Rebecca Ackermann
I joined the neighborhood email list one week after my mother died, during a blackout that ran through my block before the others. I saw a flyer on my way back from the post office and felt nervous enough about being alone in the dark that I asked to be added to the group. I stayed on the list because I loved reading the trickle of offers for furniture, the requests for new signatures for a stop sign at the intersection without one. I didn’t write back, but I liked knowing they were there: the offers, the asks, the people.
***
One hotter than average afternoon the spring after I’d sold my mother’s things but before I stopped expecting her to call with her dreams, an email to the group popped up in my inbox with the subject: “I am in need of a quiet place to work.” I paused for a minute at the plain vulnerability of the sentence, thrust out to anyone with an email account in a 20-block-radius to see. I read it like a whisper: “I need peace” or “I need silence without loneliness” or even “When will I finally be able to do my life’s work?” I peered at the sender’s avatar, a blonde man in his 30s or 40s (the image was very small) with a slight smile and the sun in his eyes.
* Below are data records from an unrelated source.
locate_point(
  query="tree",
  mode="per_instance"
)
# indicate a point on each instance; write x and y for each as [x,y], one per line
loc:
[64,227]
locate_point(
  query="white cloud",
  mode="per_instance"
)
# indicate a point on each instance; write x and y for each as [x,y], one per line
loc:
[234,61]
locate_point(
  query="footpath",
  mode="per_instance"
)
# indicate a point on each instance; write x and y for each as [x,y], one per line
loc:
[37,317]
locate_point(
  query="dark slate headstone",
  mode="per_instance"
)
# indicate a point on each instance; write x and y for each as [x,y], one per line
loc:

“Me too,” I whispered back to him. “I am also in need of a quiet place to work,” even though I was sitting in the middle of my own much-too-quiet apartment, working. I imagined I’d send my reply and we’d find a little studio together in the Bayview, a former storefront or backyard shamble that we’d tidy up and make our own. We’d work back-to-back, Jim on his novel surely (his email address said James, but I would call him Jim), and me on my miniatures until it was time to eat the sandwiches we’d packed for the day in crisp parchment paper. Every night, I would volunteer to wash the bag that brought the sandwiches to the studio. Sometimes when we were working, Jim would turn his chair to look at me and smile at the careful way my fingers shaped a tiny teapot. “Finally,” he would think of his new quiet place, but never say out loud because he didn’t have to.
***
I read the rest of Jim’s email with our future in mind. He was divorced with two small children. He lived in an apartment with no backyard. He didn’t have A/C so the heat was getting to him. Colorful toys crowded his thoughts even when the kids were at their mom’s. The sound of his neighbors arguing through the walls was getting to him, the smell from the car repair shop downstairs was getting to him. Jim needed another place, silent to all of his senses, and he was asking for my help.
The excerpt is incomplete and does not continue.